Behind The Thrill Of Victory
Of all the euphoric sports celebrations that have marked the advance of Western civilization since Ben-Hur won that chariot race in Rome nearly 2,000 years ago, nothing in memory quite matched the unbridled exuberance and joy that swept through the entire Red Sox Nation on Oct. 27, the night Boston won its first World Series in 86 years and threw off the Curse of the Bambino forever.
The most memorable dénouement to this tortuous tale was not the spectacle of 3.2 million New Englanders descending on the Boston victory parade route three days later. No, the most touching twist of all in this serpentine narrative involved the hundreds of people who repaired to New England cemeteries after the last out to kneel at the graves of deceased friends and relatives--supine Red Sox fans who had spent their lives waiting in vain for that final victory--to share with them the glorious news and leave tokens of the triumph at their tombstones. "We all had relatives who did not live long enough to see the Red Sox win," says Cheri Griffin, president of the Bosox' fan club. "A lot of people went to cemeteries to plant Red Sox pennants at the graves. People were kneeling down by graves and telling the stories.
'Thank you, Red Sox, from my grandfather.' People were deliriously happy."
Indeed, it would be difficult to conjure up a more graphic example than the Red Sox experience to illustrate why so many Americans--old and young, rich and poor, even dead, for that matter--derive so much happiness from rooting for teams. According to Robert Cialdini, a social psychologist from Arizona State University who has studied fan behavior, the cemetery excursions to mutter over the departed are not bizarre at all.
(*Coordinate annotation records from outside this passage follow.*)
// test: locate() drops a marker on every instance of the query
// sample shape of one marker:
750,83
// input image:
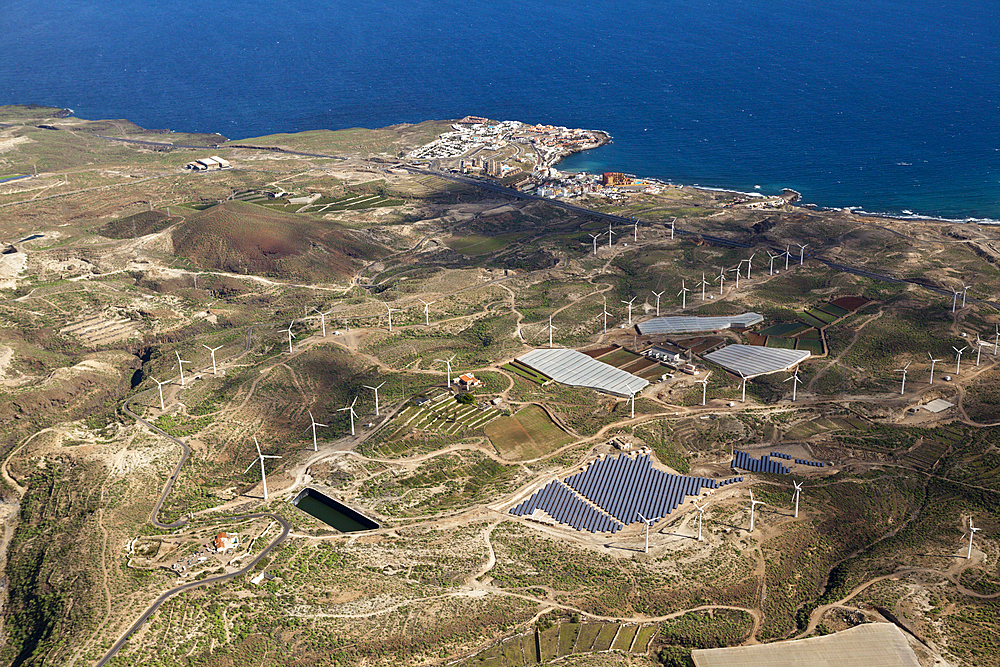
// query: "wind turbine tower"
903,371
701,514
159,385
350,410
448,363
261,456
375,389
658,295
427,315
180,365
313,425
933,361
629,303
972,531
753,504
289,330
213,350
647,522
795,383
958,358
They make perfect sense, he says, when you understand that the joy and passion felt in rooting for a team is an atavistic response, from when the family of man moved in small, closely related clans and each clan had members who foraged for food and fought to protect the group. "If your warriors defeated your neighbor's warriors, it meant that you were better," says Cialdini. "They came from the same genetic stock as you. So if they won, you won. That hasn't really changed. Today our teams are our warriors."
That the national pastime is played with large wooden clubs that are wielded like weapons and that the nation's most popular sport, football, is viewed logically as a metaphor for war--a territorial struggle with shifting front lines, blitzing linebackers and bomb-throwing quarterbacks--work well as subliminal references to that warrior past.